UI / Screenshots¶
The Airflow UI makes it easy to monitor and troubleshoot your data pipelines. Here's a quick overview of some of the features and visualizations you can find in the Airflow UI.
List of the DAGs in your environment, and a set of shortcuts to useful pages. You can see exactly how many tasks succeeded, failed, or are currently running at a glance. To hide completed tasks set show_recent_stats_for_completed_runs = False
In order to filter DAGs (e.g by team), you can add tags in each dag. The filter is saved in a cookie and can be reset by the reset button. For example:
dag = DAG("dag", tags=["team1", "sql"])
A tree representation of the DAG that spans across time. If a pipeline is late, you can quickly see where the different steps are and identify the blocking ones.
There is also visual difference between scheduled and manually triggered DAGs/tasks:
The DAGs/tasks with a black border are scheduled runs, whereas the non-bordered
DAGs/tasks are manually triggered, i.e. by
airflow dags trigger.
The graph view is perhaps the most comprehensive. Visualize your DAG's dependencies and their current status for a specific run.

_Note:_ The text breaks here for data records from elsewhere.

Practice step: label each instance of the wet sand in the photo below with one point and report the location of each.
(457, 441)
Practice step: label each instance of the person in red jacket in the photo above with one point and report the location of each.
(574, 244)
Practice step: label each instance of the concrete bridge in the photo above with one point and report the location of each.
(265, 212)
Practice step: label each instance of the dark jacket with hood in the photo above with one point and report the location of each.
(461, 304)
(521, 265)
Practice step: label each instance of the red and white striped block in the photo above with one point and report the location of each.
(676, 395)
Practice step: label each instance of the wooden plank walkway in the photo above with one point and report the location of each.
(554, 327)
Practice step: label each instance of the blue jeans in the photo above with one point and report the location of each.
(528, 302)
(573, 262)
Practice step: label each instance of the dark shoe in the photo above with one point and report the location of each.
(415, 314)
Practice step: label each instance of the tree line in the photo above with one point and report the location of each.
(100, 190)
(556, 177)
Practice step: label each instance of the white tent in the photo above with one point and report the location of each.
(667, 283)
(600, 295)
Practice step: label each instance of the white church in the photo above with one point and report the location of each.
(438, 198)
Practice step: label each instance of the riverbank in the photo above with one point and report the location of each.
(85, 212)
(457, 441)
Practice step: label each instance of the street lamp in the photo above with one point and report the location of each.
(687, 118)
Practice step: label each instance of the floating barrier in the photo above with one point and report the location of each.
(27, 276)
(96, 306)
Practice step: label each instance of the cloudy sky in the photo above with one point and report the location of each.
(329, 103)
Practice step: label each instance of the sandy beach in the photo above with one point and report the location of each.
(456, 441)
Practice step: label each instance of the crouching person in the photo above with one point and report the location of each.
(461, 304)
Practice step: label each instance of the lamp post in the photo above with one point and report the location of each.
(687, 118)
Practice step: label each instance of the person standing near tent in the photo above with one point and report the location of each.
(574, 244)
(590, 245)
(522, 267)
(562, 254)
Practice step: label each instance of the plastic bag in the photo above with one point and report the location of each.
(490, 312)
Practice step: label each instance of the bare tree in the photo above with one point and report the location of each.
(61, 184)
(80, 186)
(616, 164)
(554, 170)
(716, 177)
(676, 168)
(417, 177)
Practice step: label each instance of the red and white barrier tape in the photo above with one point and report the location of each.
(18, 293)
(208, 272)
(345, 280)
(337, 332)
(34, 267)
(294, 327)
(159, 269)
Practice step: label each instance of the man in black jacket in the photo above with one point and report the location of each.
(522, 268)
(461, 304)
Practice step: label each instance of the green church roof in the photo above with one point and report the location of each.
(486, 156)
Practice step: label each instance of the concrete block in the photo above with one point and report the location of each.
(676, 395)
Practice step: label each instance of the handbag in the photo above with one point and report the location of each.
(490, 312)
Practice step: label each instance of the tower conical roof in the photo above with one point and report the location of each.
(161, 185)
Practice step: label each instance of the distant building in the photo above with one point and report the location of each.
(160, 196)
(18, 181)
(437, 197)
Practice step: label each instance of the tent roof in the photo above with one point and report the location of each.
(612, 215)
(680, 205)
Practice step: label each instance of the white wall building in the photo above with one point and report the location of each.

The calendar view gives you an overview of your entire DAG's history over months, or even years. Letting you quickly see trends of the overall success/failure rate of runs over time.

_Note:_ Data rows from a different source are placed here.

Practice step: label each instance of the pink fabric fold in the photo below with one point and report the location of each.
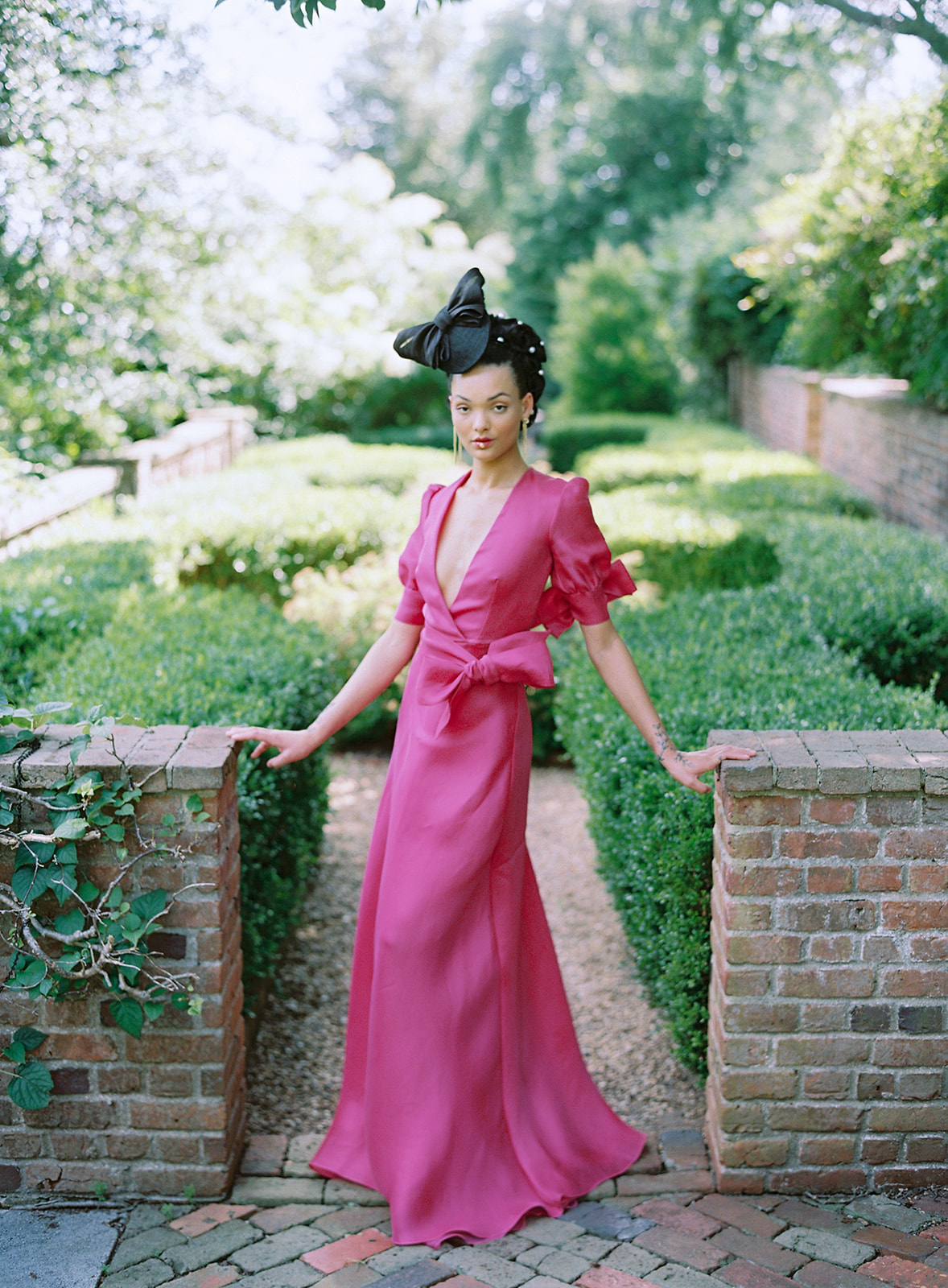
(452, 663)
(559, 609)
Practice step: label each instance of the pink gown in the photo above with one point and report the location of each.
(465, 1099)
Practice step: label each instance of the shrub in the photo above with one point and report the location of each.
(206, 657)
(608, 348)
(52, 598)
(877, 590)
(568, 436)
(727, 660)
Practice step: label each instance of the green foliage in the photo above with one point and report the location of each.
(51, 598)
(733, 315)
(566, 437)
(725, 660)
(876, 590)
(208, 657)
(862, 253)
(608, 347)
(90, 931)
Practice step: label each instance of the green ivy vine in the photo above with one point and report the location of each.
(66, 933)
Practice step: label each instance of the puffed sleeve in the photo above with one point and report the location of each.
(412, 603)
(585, 577)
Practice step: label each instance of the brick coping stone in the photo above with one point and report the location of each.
(660, 1224)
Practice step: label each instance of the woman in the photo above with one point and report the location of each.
(465, 1099)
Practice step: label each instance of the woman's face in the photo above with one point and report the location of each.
(487, 410)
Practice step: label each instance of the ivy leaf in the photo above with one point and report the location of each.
(31, 1086)
(29, 884)
(29, 976)
(31, 1038)
(71, 830)
(150, 905)
(128, 1015)
(70, 923)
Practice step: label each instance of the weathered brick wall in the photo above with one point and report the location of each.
(864, 431)
(156, 1114)
(828, 1042)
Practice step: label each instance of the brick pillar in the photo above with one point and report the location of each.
(164, 1112)
(828, 1037)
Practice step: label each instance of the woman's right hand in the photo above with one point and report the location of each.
(290, 744)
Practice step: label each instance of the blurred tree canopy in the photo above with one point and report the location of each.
(858, 250)
(581, 124)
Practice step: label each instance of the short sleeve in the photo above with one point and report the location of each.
(585, 577)
(410, 609)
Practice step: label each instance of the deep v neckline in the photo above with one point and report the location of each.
(484, 540)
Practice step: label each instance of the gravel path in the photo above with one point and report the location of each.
(296, 1063)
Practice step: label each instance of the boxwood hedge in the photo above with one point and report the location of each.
(200, 656)
(725, 660)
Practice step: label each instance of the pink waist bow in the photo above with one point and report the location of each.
(452, 663)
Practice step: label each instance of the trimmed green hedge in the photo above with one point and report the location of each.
(727, 660)
(52, 598)
(208, 657)
(564, 438)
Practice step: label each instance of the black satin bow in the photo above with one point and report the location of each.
(457, 336)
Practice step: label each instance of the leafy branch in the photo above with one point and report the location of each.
(66, 933)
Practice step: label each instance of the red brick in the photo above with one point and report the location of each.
(825, 1274)
(826, 1150)
(879, 1150)
(764, 811)
(909, 1118)
(915, 983)
(760, 880)
(831, 948)
(828, 982)
(830, 844)
(928, 877)
(686, 1220)
(912, 1053)
(825, 1180)
(748, 844)
(686, 1249)
(826, 1118)
(759, 1085)
(913, 1247)
(877, 877)
(764, 948)
(832, 809)
(178, 1117)
(343, 1253)
(905, 1274)
(917, 843)
(752, 1152)
(761, 1264)
(761, 1017)
(742, 1216)
(915, 914)
(600, 1277)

The variable view allows you to list, create, edit or delete the key-value pair of a variable used during jobs. Value of a variable will be hidden if the key contains any words in ('password', 'secret', 'passwd', 'authorization', 'api_key', 'apikey', 'access_token') by default, but can be configured to show in clear-text. See Masking sensitive data.
The Gantt chart lets you analyse task duration and overlap. You can quickly identify bottlenecks and where the bulk of the time is spent for specific DAG runs.
The duration of your different tasks over the past N runs. This view lets you find outliers and quickly understand where the time is spent in your DAG over many runs.
Transparency is everything. While the code for your pipeline is in source control, this is a quick way to get to the code that generates the DAG and provide yet more context.